4.2. Tanto premesso, il motivo è fondato.
4.2.1. Poiché il valore della merce dichiarato in dogana deve considerare tutti i fattori economicamente rilevanti (v. da ultimo Corte di Giustizia, 20 dicembre 2017, in C-529/16, Hamamatsu ), sullo stesso possono incidere anche i diritti di licenza. In particolare, se il prezzo effettivamente pagato o da pagare per le merci importate non include l’importo dei diritti di licenza, l’art. 32 CDC (Reg. CEE n. 2913/1992, ratione temporis applicabile) stabilisce che al prezzo si addizionano ‘c) i corrispettivi e i diritti di licenza relativi alle merci da valutare, che il compratore è tenuto a pagare, direttamente o indirettamente, come condizione della vendita delle merci da valutare’ . L’art. 157 DAC (Reg. CEE n.

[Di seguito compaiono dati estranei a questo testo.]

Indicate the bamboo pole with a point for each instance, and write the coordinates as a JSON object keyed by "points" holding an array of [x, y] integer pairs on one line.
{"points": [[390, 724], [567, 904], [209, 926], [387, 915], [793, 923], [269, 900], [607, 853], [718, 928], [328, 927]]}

2454/1993, contenente le disposizioni d’applicazione) chiarisce che i diritti di licenza concorrono alla formazione del valore doganale, laddove, come nella specie, non siano già inclusi nel prezzo effettivamente pagato o da pagare, in presenza delle seguenti condizioni: siano specificatamente riferiti alle merci da valutare; l’acquirente sia tenuto a versare tali corrispettivi come condizione del contratto di vendita delle merci. Qualora il diritto di licenza si riferisca a un marchio di fabbrica, ossia al diritto di importare e di commercializzare prodotti riportanti marchi commerciali, l’art. 159 DAC specifica che il relativo importo si aggiunge al prezzo effettivamente pagato o da pagare ‘soltanto se: – il corrispettivo o il diritto di licenza si riferisce a merci rivendute tal quali o formanti oggetto unicamente di lavorazioni secondarie successivamente all’importazione, – le merci sono commercializzate con il marchio di fabbrica, apposto prima o dopo l’importazione, per il quale si paga il corrispettivo o il diritto di licenza, – l’acquirente non è libero di ottenere tali merci da altri fornitori non legati al venditore’ . L’art. 160 DAC, infine, stabilisce che, qualora l’acquirente paghi un corrispettivo o un diritto di licenza a un terzo, ‘le condizioni previste dall’articolo 157, paragrafo 2, si considerano soddisfatte solo se il venditore o una persona ad esso legata chiede all’acquirente di effettuare tale pagamento’ .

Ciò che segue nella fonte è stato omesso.